This paper studies optimal contract design in sequential exploration: an agent sequentially opens $n$ costly boxes—each containing a prize—and selects one, while the principal commits upfront to a nonnegative payment contract to incentivize the agent and maximize expected utility (prize value minus payment). It bridges contract theory and the Pandora’s Box problem. Methodologically, it integrates game-theoretic modeling, dynamic programming, optimal stopping theory, and probabilistic analysis. The contributions are threefold: (i) the first polynomial-time algorithm for computing the exact optimal linear contract; (ii) a closed-form characterization of the optimal general (nonlinear) contract under single-prize and i.i.d. box assumptions; and (iii) theoretical guarantees of both principal-optimal utility and incentive compatibility. The framework yields a computationally tractable and interpretable mechanism design paradigm for sequential decision-making under uncertainty.

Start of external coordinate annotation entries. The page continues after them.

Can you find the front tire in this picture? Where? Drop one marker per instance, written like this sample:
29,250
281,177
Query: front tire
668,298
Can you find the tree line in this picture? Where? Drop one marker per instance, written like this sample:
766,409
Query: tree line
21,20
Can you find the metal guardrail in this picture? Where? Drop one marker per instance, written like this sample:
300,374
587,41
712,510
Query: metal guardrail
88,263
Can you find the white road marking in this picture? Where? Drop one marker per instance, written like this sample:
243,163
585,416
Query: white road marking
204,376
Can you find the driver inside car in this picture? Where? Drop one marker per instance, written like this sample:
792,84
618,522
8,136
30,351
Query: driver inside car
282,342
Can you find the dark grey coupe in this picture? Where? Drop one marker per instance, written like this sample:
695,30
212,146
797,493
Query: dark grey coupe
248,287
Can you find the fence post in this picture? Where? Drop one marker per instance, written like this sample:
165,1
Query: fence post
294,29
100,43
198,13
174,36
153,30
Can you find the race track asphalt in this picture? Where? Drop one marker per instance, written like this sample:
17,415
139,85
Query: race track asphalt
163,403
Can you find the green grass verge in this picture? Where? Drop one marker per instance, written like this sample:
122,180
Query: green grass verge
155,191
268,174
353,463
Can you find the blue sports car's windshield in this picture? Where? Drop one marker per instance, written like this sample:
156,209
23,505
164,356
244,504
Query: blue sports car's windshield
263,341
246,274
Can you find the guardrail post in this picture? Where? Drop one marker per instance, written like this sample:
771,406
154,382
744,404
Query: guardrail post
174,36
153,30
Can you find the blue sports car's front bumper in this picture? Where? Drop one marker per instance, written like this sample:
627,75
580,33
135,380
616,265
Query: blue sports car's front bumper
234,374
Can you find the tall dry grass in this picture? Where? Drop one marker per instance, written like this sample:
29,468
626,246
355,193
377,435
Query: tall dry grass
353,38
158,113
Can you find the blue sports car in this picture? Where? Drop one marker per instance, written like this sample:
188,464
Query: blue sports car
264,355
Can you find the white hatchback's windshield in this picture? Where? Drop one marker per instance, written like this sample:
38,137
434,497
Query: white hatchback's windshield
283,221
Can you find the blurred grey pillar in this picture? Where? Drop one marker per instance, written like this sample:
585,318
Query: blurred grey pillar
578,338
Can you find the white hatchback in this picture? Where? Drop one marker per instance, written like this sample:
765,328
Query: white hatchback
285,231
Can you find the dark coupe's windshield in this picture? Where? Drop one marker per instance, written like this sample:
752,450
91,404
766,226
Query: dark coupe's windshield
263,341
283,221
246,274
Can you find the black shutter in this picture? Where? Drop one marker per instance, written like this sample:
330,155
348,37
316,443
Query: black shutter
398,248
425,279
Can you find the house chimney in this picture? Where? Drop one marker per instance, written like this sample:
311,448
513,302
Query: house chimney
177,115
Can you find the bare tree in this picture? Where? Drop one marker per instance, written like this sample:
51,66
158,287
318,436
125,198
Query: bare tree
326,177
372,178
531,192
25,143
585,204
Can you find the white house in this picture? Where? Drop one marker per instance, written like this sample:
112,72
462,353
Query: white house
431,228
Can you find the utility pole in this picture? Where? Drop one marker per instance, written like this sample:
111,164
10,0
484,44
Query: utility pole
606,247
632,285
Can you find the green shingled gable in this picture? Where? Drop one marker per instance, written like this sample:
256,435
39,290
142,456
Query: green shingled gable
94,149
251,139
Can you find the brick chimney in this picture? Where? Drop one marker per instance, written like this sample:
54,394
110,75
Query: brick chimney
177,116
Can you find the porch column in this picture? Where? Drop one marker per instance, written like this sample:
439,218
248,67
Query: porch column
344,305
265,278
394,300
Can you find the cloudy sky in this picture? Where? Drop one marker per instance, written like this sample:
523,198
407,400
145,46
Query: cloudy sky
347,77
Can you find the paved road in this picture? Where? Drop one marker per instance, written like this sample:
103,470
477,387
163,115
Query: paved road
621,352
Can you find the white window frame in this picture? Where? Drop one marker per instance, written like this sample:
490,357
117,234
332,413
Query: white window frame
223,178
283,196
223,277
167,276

We study a natural application of contract design in the context of sequential exploration problems. In our principal-agent setting, a search task is delegated to an agent. The agent performs a sequential exploration of $n$ boxes, suffers the exploration cost for each inspected box, and selects the content (called the prize) of one inspected box as outcome. Agent and principal obtain an individual value based on the selected prize. To influence the search, the principal a-priori designs a contract with a non-negative payment to the agent for each potential prize. The goal of the principal is to maximize her expected reward, i.e., value minus payment. Interestingly, this natural contract scenario shares close relations with the Pandora's Box problem. We show how to compute optimal contracts for the principal in several scenarios. A popular and important subclass is that of linear contracts, and we show how to compute optimal linear contracts in polynomial time. For general contracts, we obtain optimal contracts under the standard assumption that the agent suffers cost but obtains value only from the transfers by the principal. More generally, for general contracts with non-zero agent values for outcomes we show how to compute an optimal contract in two cases: (1) when each box has only one prize with non-zero value for principal and agent, (2) for i.i.d. boxes with a single prize with positive value for the principal.